Jinso-Pavilion Wins Dutch National Steel Prize 2010 - Architects' Guide to Glass & Metal

Jinso-Pavilion Wins Dutch National Steel Prize 2010

October 20th, 2010 | Category: Industry News

The cepezed-designed Jinso-pavilion on the Arena Boulevard in Amsterdam has won the Dutch National Steel Prize 2010 in the commercial and industrial buildings category. The prize was presented during National Steel Day October 14. With the Jinso-pavilion, cepezed has won its sixth National Steel Prize. The office also won two Belgian and two European Steel Prizes.

According to a statement from the jury, chaired by architect Hans van Heeswijk, they valued the way the pavilion blends in with its large-scale and crowd-intensive surroundings.
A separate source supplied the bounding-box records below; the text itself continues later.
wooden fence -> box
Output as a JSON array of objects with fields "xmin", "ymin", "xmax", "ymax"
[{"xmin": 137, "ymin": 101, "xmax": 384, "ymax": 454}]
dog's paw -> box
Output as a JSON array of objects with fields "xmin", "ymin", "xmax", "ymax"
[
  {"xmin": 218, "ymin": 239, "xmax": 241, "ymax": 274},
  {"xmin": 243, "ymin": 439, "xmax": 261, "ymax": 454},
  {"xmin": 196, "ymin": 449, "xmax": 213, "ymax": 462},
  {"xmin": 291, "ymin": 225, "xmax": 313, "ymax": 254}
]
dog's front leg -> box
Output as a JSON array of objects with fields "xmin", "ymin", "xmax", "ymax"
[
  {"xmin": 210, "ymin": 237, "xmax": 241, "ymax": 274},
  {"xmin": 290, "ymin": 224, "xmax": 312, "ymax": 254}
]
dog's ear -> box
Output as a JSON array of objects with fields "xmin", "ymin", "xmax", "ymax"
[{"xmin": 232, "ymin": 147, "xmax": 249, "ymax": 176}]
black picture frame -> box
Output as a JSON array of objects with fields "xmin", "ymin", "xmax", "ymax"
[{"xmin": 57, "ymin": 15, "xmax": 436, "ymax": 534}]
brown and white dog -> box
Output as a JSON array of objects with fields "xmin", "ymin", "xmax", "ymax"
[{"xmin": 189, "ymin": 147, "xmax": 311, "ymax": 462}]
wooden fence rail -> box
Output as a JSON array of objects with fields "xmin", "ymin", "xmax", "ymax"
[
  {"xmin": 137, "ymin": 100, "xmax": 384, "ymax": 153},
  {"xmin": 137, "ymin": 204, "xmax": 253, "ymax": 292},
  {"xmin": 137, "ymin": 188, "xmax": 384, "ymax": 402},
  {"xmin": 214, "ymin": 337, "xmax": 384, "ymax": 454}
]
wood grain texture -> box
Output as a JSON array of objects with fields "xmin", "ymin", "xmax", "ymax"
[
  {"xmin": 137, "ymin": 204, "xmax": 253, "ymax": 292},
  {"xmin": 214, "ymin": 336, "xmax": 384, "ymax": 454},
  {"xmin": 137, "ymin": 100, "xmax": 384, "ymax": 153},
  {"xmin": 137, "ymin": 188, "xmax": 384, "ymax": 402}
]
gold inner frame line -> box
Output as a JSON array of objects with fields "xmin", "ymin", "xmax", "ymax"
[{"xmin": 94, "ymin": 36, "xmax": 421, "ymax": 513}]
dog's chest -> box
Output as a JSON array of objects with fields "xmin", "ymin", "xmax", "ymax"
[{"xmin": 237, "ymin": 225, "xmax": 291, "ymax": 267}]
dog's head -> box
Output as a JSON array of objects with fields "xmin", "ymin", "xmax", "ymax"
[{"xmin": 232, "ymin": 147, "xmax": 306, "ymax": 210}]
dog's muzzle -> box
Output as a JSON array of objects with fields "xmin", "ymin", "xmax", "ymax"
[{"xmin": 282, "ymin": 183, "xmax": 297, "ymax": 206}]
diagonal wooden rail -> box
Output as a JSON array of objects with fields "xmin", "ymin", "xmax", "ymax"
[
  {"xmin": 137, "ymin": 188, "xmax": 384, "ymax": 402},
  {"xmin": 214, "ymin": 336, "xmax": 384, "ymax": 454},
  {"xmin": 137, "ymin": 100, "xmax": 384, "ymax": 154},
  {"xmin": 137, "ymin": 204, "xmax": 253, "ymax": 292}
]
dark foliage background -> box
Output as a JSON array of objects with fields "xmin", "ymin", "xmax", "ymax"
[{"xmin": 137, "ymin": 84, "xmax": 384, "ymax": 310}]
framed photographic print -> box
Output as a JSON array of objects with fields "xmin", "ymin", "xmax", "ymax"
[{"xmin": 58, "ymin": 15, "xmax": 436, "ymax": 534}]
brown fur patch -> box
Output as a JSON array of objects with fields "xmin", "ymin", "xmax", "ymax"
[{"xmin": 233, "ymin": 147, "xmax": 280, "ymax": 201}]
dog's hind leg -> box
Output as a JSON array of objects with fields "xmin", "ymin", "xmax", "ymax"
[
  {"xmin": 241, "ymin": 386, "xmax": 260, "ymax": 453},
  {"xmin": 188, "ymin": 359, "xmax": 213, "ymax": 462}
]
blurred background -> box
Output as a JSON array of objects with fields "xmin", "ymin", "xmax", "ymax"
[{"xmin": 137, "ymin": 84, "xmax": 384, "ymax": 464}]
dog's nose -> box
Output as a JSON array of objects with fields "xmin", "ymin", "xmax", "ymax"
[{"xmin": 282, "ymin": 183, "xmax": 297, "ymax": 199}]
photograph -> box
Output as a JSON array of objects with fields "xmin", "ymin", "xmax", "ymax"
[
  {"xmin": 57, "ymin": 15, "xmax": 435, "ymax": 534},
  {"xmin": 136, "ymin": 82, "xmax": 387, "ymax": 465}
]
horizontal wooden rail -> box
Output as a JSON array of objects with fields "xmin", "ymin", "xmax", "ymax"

“Until now, the idea to solve the roof stability three-dimensionally with a compound ring beam was only known of stadiums. Such an employment on this small scale is cunning and sophisticated … The execution is handsome, with cold-bent glass and slender steel profiles; the constructive versatility of steel has ingeniously been used. The details have been designed with great care. In the aggressive surroundings of the soccer stadium, cinema multiplex, music hall and bill boards, this structure easily stands its ground … Creations like these make a complete area more attractive and more refined for the general public.”

The 2008-built Jinso-pavilion is an extension to an Asian catering pavilion also designed by cepezed in the 1990s. Due to the scale enlargement of the entire area during the last decade, the Municipality of Amsterdam requested that the owner and operator invest in an expansion.

The original building consists of an elongated, two-story box measuring 20 by eight metres. In the initial designs, the extension involved a skin of ETFE cushions that constituted a roofed-over winter garden that stretched over the pavilion. The concept eventually evolved into a transparent glass oval, more than 12 metres high and measuring 43 by 30 metres in length and width.

The façade consists of cold-bent insulating glass, which was bent and placed on the site itself. On the ground floor, the façade can be opened more than three quarters of its length through the use of a facetted folding wall in which every separate part has a different radius. The façade accommodates three stability crosses, of which two are situated at the heads of the oval.